Even Allah follows the rule of cause and effect in Quran?
Is Allah’s world, a logical, rational world?
Theodicy: God would not deceive His creatures by creating an irrational universe
Abd al-Jabbar alludes to the Mu’tazili claim that God would never permit istifsad al-adilla “corruption of evidentiary proofs,” that is, contravention of the customary pattern of the way things happen in the physical universe (nature). Thus, for the Mu’tazili mutakallimun, confidence in the rational and knowable nature of physical reality is based on theodicy: God would not deceive His creatures by creating an irrational universe. For the Basra Mu’tazila, the only “irrational” occurrences thinkable in a divinely created rational universe would be a severely restricted number of miracles that vouchsafed the claims of prophets – mainly Moses, Jesus, and Muhammad – to be sent from God.
Ash’arites
- Divine Justice
- Favors Predestination
- Justice is not the standard to judge Divine acts by, rather, Divine acts are the standard by which justice is defined.
- Good and Evil
- For the perception of good and evil, they saw reason as being in need of revelation.
- People of Tradition
- The Islamic tradition-and it only-must be followed in handling these issues.
- Tawheed
- Ash’arites, in defending the Unity of Divine actions, they were forced to deny causality and held that everything was the direct and unconditional effect of the Divine will.
Mu’tazilah
- Divine Justice
- Favored free will and justice
- They argued that justice is a reality in itself and that God, because He is bound to be just and wise, carries out acts in accordance with this standard of justice.
- Good & Evil
- Is reasonable to perceive the goodness or badness of things by itself unaided and “independently”? Or does it have to take recourse in revelation and the Divine law?
- They said: We also obviously know that our intellects became aware of these realities without needing to be guided by revelation from the outside, so to speak.
Conclusion
Although the points of contention between the Ash’arites and the Mu’tazilah are plentiful, the major ones are Divine unity and justice.

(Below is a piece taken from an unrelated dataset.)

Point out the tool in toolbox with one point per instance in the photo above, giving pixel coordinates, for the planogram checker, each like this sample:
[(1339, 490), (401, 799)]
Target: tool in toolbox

Both these schools of thought saw themselves as having to take sides between Divine justice and the Unity of Divine acts. The Mu’tazilah imagined that they had to sacrifice the Unity of Divine acts to save Divine justice, while the Ash’arites thought that they must forfeit Divine justice to salvage the Unity of Divine acts. The fact is though that, on the one side, the Mu’tazilah could not properly expound Divine Justice, and on the other side, the Ash’arites could not profoundly explain the Unity of Divine acts.